展示は2階と3階の二部構成。春季企画展「大谷探検隊 吉川小一郎 ―探求と忍耐 その人間像に迫る―」は3階で、シリーズ展「仏教の思想と文化」は2階で開催されていました。トルファンのアスターナ古墳の遺物を始め、いずれもシルクロードと仏教の魅力のかたまりのような展示で、私を誘惑するだけする内容、酔いそうでした。
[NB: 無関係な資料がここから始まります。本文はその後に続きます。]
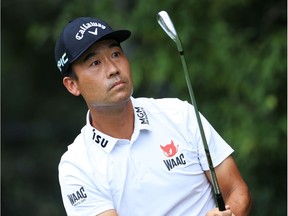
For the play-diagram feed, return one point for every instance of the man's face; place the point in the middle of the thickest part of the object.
(104, 77)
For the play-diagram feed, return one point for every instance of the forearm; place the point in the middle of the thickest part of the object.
(240, 201)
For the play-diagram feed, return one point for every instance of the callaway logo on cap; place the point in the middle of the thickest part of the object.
(78, 35)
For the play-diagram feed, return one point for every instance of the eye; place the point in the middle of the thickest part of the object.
(116, 54)
(95, 63)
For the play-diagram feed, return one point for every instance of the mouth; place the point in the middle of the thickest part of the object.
(117, 83)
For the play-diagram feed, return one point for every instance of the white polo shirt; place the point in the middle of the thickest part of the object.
(159, 172)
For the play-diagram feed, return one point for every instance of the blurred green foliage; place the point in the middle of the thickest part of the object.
(237, 58)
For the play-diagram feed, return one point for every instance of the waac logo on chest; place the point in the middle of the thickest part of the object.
(170, 151)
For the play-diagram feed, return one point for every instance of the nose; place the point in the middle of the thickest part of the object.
(112, 68)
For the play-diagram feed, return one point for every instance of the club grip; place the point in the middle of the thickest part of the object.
(220, 202)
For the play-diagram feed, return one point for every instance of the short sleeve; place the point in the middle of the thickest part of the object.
(82, 193)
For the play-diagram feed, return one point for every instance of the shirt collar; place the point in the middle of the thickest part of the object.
(106, 142)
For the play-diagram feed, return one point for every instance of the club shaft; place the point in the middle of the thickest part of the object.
(217, 193)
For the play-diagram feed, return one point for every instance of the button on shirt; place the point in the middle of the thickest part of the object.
(159, 171)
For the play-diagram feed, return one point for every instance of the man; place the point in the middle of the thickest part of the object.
(135, 156)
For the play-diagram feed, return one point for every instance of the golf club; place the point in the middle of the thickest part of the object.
(167, 25)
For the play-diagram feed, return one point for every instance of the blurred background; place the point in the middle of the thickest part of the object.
(237, 58)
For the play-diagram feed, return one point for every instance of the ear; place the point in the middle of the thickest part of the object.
(71, 85)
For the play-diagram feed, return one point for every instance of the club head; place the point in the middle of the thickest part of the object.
(167, 25)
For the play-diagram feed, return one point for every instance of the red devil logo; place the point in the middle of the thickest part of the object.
(170, 149)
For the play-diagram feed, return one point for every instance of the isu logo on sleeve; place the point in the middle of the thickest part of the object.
(77, 197)
(170, 150)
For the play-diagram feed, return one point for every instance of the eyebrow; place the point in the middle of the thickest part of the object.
(93, 53)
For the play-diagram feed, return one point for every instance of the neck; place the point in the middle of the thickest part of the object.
(115, 122)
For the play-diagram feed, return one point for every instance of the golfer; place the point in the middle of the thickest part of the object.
(135, 156)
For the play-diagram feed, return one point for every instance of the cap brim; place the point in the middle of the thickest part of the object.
(118, 35)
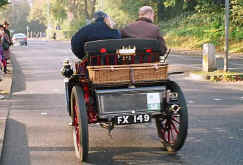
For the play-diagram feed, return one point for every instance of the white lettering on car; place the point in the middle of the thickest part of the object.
(125, 119)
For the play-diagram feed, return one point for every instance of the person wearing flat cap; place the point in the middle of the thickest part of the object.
(100, 29)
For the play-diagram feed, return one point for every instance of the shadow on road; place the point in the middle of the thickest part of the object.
(131, 155)
(15, 147)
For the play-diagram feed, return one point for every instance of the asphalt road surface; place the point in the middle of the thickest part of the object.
(38, 133)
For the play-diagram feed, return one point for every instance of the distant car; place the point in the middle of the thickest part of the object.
(19, 38)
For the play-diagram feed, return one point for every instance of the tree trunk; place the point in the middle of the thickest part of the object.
(178, 7)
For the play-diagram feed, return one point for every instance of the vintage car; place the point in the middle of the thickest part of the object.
(132, 74)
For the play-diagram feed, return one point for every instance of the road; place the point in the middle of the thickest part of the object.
(38, 133)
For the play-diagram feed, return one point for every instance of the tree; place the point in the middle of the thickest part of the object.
(3, 3)
(16, 14)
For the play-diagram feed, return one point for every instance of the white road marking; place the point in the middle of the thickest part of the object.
(217, 99)
(191, 102)
(44, 113)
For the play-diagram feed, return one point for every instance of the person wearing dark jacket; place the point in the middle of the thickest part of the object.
(101, 29)
(144, 28)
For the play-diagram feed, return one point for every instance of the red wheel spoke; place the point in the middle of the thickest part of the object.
(173, 118)
(172, 136)
(168, 136)
(173, 125)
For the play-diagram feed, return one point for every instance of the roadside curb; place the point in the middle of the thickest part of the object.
(3, 123)
(230, 78)
(5, 93)
(6, 83)
(198, 53)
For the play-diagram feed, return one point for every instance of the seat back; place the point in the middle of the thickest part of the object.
(106, 52)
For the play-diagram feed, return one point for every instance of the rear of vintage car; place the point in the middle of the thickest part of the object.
(127, 79)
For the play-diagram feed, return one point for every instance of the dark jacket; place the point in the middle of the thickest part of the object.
(144, 28)
(92, 32)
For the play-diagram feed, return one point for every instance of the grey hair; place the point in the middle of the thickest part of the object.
(145, 10)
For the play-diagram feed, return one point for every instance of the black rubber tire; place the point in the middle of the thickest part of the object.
(81, 149)
(183, 126)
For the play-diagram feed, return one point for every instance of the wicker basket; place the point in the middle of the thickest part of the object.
(127, 73)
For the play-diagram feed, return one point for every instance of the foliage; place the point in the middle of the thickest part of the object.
(3, 3)
(16, 14)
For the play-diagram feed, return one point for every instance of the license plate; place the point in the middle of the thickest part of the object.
(132, 119)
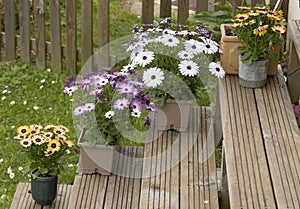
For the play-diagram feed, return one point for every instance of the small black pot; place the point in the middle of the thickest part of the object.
(43, 189)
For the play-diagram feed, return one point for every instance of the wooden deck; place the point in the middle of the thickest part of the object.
(261, 145)
(173, 170)
(22, 198)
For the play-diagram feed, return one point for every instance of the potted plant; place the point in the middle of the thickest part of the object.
(259, 29)
(166, 53)
(45, 147)
(112, 108)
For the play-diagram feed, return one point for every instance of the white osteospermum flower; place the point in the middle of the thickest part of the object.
(170, 40)
(109, 114)
(216, 69)
(185, 55)
(209, 46)
(153, 77)
(193, 46)
(144, 58)
(188, 68)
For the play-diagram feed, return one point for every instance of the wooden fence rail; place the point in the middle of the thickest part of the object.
(45, 32)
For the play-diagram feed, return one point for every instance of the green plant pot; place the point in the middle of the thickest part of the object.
(43, 189)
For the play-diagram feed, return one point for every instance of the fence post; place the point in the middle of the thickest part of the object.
(148, 11)
(71, 43)
(87, 30)
(24, 31)
(55, 29)
(165, 8)
(103, 32)
(183, 11)
(39, 11)
(10, 32)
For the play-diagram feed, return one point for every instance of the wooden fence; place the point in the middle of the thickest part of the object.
(31, 30)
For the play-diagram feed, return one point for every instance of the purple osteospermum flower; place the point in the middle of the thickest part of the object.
(121, 104)
(70, 90)
(125, 88)
(79, 110)
(136, 113)
(70, 81)
(136, 105)
(147, 121)
(150, 107)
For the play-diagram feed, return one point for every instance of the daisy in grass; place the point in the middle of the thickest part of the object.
(188, 68)
(143, 58)
(79, 110)
(153, 77)
(216, 69)
(121, 104)
(193, 46)
(136, 113)
(169, 40)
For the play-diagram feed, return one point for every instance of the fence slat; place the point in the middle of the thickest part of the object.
(24, 31)
(165, 8)
(183, 11)
(148, 11)
(40, 32)
(201, 6)
(55, 33)
(87, 30)
(103, 32)
(71, 45)
(10, 44)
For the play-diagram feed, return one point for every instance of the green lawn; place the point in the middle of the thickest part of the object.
(34, 96)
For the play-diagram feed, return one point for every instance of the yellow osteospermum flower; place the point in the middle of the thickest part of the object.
(280, 29)
(261, 30)
(54, 145)
(241, 17)
(23, 130)
(38, 140)
(244, 8)
(25, 142)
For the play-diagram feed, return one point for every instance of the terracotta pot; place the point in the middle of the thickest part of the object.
(97, 159)
(174, 115)
(230, 56)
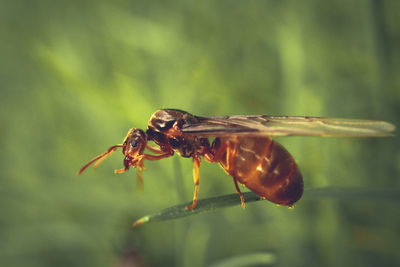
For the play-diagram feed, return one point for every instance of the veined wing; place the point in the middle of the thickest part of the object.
(286, 126)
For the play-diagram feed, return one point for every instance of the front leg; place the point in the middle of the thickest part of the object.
(196, 165)
(139, 163)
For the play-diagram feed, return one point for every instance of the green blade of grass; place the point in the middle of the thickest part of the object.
(211, 204)
(252, 259)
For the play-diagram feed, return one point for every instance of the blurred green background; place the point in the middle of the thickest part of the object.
(76, 75)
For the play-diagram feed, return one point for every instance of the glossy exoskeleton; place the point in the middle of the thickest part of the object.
(242, 145)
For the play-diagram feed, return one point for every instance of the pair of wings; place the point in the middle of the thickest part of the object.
(264, 125)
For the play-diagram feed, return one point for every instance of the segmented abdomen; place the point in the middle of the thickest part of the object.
(265, 167)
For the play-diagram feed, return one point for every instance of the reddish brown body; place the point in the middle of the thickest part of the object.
(263, 166)
(242, 146)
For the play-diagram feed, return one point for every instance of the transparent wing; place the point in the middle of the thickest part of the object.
(286, 126)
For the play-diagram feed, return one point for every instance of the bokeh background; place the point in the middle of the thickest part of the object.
(76, 75)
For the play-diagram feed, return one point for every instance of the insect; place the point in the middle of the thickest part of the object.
(242, 145)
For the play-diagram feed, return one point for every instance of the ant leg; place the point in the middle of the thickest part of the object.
(239, 192)
(196, 165)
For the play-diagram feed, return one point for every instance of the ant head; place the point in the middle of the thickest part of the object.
(133, 146)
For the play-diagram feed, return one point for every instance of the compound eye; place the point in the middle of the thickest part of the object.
(134, 143)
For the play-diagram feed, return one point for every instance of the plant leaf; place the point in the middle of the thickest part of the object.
(211, 204)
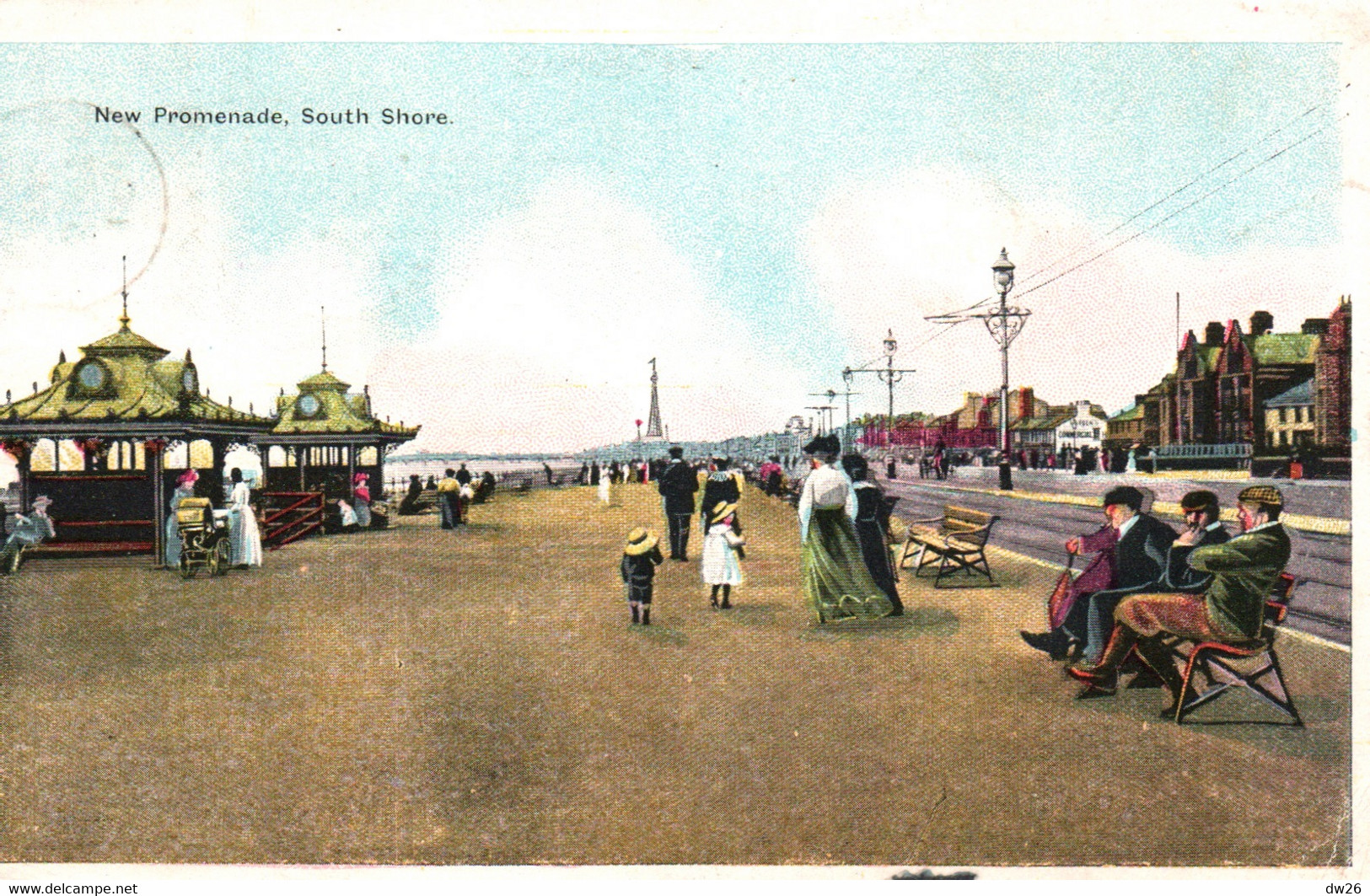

2階には、高さ3.5m、長さ約15mのベゼクリク石窟寺院の大回廊を原寸大で復元展示しているコーナーが。正直、展覧会の内容より、このシルクロードの復元壁画に私の全神経は持っていかれてしまいました。

なんて、なんて、素晴らしいのか。

釈迦の足元に跪いているのは、ソグド人の商人です。本物の壁画は、ドイツ人のアルベルト・ル・コックがひっぱがしてベルリンへ持ち帰り、そこで第二次世界大戦の爆撃により、焼失しました。

ベゼクリク石窟大回廊復元展示

ベゼクリク石窟大回廊復元展示

中国・新疆ウイグル自治区のトルファン郊外にあるベゼクリク石窟寺院。ベゼクリクとは、ウイグル語で「絵のあるところ」という意味です。かつて寺院内部は華麗な壁画で飾られていたのです。しかし、20世紀初頭にベゼクリクを調査した各国の探検隊がそこで目にしたものは・・・。寺院は荒れはて、破壊が進行していました。壁画はどんどん失われていたのです。壁画のもつ高い芸術性・宗教性に気付いた各国の探検隊は壁画を自国で保存する決断をします。その結果、貴重な文化遺産は現地から離れてしまいました。

ベゼクリク石窟寺院

壁画が描かれた当時の様子はどのようなものだったのでしょう。ベゼクリク石窟の始まりは6世紀頃と言われますが、現存する石窟の多くは10~13世紀頃の西ウイグル王国の時代に属します。とりわけ11世紀頃に造られた回廊壁画は特異なもので、ウイグル仏教芸術の白眉といえるものです。

ベゼクリク石窟大回廊復元展示

本学では、2001年に開設した「古典籍デジタルアーカイブ研究センター」の岡田至弘・理工学部教授が中心となって、ベゼクリク石窟寺院の中の第15号窟(ドイツ隊編号4号窟)に描かれた仏教壁画のデジタル復元にNHKと共同で取り組み、約1年半の歳月をかけて完成した映像は、NHK新シルクロード第2集『トルファン-灼熱の大画廊』で紹介されました。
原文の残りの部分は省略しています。